3.2) Words embeddings are clustered by semantic and acoustic similarity
Bigram statistics are often learnt by the token embedding layer in transformer language models. Additionally in LLMs, we observe semantically similar words clustered in embedding space. This phenomenon also holds for Whisper, but additionally we discover that words with similar sounds also exhibit proximity in the embedding space. To illustrate this, we choose specific words and then create a plot of the 20 nearest tokens based on their cosine similarity.
‘rug’ is close in embedding space to lug, mug and tug. This is not very surprising of a speech-to-text model; if you think you hear the word ‘rug’, it is quite likely that the word was in fact lug or mug.

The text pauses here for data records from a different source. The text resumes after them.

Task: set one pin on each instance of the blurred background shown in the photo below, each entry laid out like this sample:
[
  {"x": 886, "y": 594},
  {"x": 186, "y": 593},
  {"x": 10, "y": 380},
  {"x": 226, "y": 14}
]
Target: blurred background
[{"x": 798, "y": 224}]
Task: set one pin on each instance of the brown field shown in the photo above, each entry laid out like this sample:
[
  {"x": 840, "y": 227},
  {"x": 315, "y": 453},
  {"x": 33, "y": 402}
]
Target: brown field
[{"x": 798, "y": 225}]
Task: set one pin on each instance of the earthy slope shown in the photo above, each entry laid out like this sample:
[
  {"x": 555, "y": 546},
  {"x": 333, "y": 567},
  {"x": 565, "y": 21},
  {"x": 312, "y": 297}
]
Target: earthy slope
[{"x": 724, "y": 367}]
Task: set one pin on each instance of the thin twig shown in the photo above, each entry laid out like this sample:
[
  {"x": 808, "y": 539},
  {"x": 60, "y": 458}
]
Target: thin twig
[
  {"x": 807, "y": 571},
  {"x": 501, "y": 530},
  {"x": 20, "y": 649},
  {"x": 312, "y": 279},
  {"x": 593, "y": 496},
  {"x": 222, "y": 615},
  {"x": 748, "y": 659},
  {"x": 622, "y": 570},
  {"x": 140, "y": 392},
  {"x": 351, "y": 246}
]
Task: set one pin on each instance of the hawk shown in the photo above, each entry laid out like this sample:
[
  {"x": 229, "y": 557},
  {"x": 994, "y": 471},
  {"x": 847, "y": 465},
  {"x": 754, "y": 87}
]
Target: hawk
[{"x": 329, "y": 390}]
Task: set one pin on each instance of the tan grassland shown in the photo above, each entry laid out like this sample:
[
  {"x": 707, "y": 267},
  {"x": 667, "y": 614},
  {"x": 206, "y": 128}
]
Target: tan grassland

3.3) The decoder learns semantic features analogous to those found in LLMs
Finally, we collected maximally activating dataset examples (using the same dataset of 10,000 2s audio clips) for the neuron basis of decoder
blocks.0.mlp.1
. We find that they often activate on semantically similar concepts, suggesting that a) the model is already activing on the word level by the first MLP layer and b) it has aquired rudimentary language modelling capabilities like a weak LLM. Below we show the transcripts for the maximally activating dataset examples for some neurons indecoder.blocks.0.mlp.1
.Neuron 10 - Food related
Neuron 12 - Numbers (particularly *th)
Neuron 14 - Verbs related to moving things
Conclusion
To the best of our knowledge, this work presents the first attempt to do interpretability on a multimodal audio-text model. We have demonstrated that acoustic features are human interpretable and formulated a way of listening to them. Additionally, we have also presented some macroscopic properties of Whisper’s encoder and decoder. Our findings reveal that the audio encoder’s attention is highly localized, in contrast to the semantically aware attention patterns observed in Large Language Models. Furthermore, despite being exclusively trained on a supervised speech-to-text task, the decoder has acquired basic language modelling capabilities. This is a first step in developing universal interpretability techniques that can be used to detect dangerous/deceptive computation in multimodal models. This work is however by no means comprehensive. A notable limitation is that we simply used dataset examples to demonstrate acoustic features (rather than using an optimization based method like DeepDream) potentially biasing features towards the dataset. Future work would include getting an optimization based feature visualization method working in the audio domain, in addition to looking more closely into how the acoustic features in the encoder are mapped to linguistic ones in the decoder.